Military press to the front: 155x10, 175x3, 175x3
Side lats, drop sets: 45x12, 35x12, 25x17
Incline front barbell raises: 40x10, 40x5 w/2,0,2 timing
Upright rows: 100x6, 110x6

Skull crushers: 130x5, 150x5 w/2,0,0 timing, 150x3
Pushdowns: 110x6, 120x4
Kick backs: 30x6 w/0,1,0 timing

Barbell curls: 115x4, 125x4 w/3sec neg
Incline dumbell curls: 50x5,50x4
Standing cable curls: 70x8


----------



## Fade (Sep 6, 2002)

> _*Originally posted by Twin Peak *_
> What the hell kinda leg w/o is that?????????????/


I didn't have time to even finish this one much less the 100 rep one.

Goober


----------



## butterfly (Sep 6, 2002)

Oh, that's the night you claimes you were at the gym but Kevin didn't see you there... or his Viper parked out front!!!

I see how it is


----------



## Fade (Sep 6, 2002)

I WAS there that night. Sheesh


----------



## Fade (Sep 9, 2002)

*9/9/02*
*Legs*

Squats: 315x10, 405x5, 405x8, 405x10
Leg press: 860x10, 950x10, 1040x5, 1130x6, 1220x6, 860x10 2sec down

Stiff leg deadlifts: 225x11, 275x5, 315x4
Laying leg curls 1 1/4 rule: 150x8, 160x5, 160x6, 160x4

Seated calf raises: 140x15, 140x12, 140x11, 140x8
super set with
Donkey raises: 400x12, 400x15, 400x12, 400x6


----------



## naturaltan (Sep 9, 2002)

haha ... caught with your hand in the cookie jar Fade?


----------



## Fade (Sep 9, 2002)

I was there!!!! Dork


----------



## naturaltan (Sep 9, 2002)

I've been called worse ...


----------



## butterfly (Sep 9, 2002)

> _*Originally posted by naturaltan *_
> haha ... caught with your hand in the cookie jar Fade?
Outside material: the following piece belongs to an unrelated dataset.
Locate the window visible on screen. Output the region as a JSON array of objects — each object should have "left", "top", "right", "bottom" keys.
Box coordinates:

I'm only giving him a hard time... if he had been caught you'd have never heard from him again


----------



## Fade (Sep 9, 2002)




----------



## Fade (Sep 10, 2002)

*9/9/02*
*Chest*

Flat bench: 225x8, 225x6, 245x3, 245x3
I hate chest. I never get stronger fuq fuq fuq
500lb squat, 455lb DL, and I can't even bench 300lbs. FUQ FUQ FUQ!!
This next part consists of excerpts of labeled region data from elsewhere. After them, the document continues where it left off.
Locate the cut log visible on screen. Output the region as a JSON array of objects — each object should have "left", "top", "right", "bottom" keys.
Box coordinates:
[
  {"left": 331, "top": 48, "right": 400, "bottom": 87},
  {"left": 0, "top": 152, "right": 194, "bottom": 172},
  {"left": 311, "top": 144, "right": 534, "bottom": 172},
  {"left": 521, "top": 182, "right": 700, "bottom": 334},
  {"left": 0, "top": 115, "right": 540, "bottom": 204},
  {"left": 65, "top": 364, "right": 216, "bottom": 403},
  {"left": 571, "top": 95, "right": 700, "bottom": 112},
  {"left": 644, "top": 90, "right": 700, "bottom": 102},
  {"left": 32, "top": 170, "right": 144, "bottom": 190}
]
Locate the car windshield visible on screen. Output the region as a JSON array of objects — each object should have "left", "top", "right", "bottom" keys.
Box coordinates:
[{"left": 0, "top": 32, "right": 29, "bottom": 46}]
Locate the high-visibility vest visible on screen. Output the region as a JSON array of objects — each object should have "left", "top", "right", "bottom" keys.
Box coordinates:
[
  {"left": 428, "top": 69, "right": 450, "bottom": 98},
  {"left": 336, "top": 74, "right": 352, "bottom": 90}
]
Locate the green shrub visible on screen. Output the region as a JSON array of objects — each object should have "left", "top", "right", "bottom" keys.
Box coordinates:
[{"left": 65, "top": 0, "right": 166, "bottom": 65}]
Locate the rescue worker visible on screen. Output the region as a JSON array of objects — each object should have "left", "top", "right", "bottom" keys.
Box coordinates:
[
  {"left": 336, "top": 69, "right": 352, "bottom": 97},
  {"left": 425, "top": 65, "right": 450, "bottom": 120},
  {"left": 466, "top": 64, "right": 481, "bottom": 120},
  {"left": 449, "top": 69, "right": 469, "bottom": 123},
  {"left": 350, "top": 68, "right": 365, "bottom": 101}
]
Incline dumbell bench: 90x5, 80x7, 80x7

Dips BW+: 90x5, 90x4, 45x6

Machine bench drop set: 150x8, 120x8, 100x8

Flat flys: 40x5, 40x5, 45x3


*Food for the day*
Meal 1: isopure shake, half serving cell-tech

meal 2: 6oz tuna in oil

meal 3: 6oz chicken, .5 cup sweetpotato, .5 cup okra, 1 cup dressing

meal 4: 6oz chicken, 1 can asparagus

post workout meal 5: Metrx rtd 40, full serving cell-tech

Meal 5: problend protein shake


Hush about the amount of liquid protein.


----------



## Fade (Sep 11, 2002)

*9/10/02*
*Back*

Deadlift: 315x10, 365x3, 405x2, 405x3
T-bar: 180x6, 180x6, 205x3
Wide grip chins: BWx10, BWx8, BWx3
Cable Rows: 220x8, 250x4, 200 w/3sec hold
Shrugs: 270x10, 270x10, 360x9, 360x6, 360x6

*Food for the day*

Meal 1: isopure shake
Meal 2: 7oz tuna in oil
Meal 3: 6oz chicken, root beer
Pre workout: half serv of cell-tech
Post workout: full serv cell-tech, rapid recovery drink
Meal 4: 6oz chicken w/1tbsp butter
Meal 5: pro blend protein shake


----------



## EarWax (Sep 12, 2002)

Hey Fade, I got my leg presses up to 430 x 10 lbs now.  That's a lot of weight around here and some people were impressed.  LOL.  I just sat there imagining what would happen if you were here doing your 1000 pounders.


----------



## Fade (Sep 14, 2002)

Keep up the good work on LP. 


I had a friend that could leg press the same and we would go to different gyms around Houston on leg day to be showoffs.


----------



## Fade (Sep 14, 2002)

*9/14/02*
*Legs*

Squats: 315x7, 405x7, 405x5, 405x10

Leg press: 860x10, 950x10, 1040x10, 1130x10, 1220x10
Super setted with stiff leg deadlifts
Stiff leg deadlifts: 225x10, 225x10, 225x10

Laying leg curls: 160x10, 160x8 1.25reps, 160x5 1.25reps, 80x5 single leg 1.25reps

Lead sled: stack 312.5x12, 312.5x10, 312.5x7

Seated calf raises: 135x12, 135x10, 180x8, 180x15, 180x15, 180x8, 135x10 slow


----------



## butterfly (Sep 15, 2002)

> _*Originally posted by EarWax *_
> Hey Fade, I got my leg presses up to 430 x 10 lbs now.  That's a lot of weight around here and some people were impressed.  LOL.  I just sat there imagining what would happen if you were here doing your 1000 pounders.


430???

Dude my 14 yr old son can do 500 for 10 reps!!!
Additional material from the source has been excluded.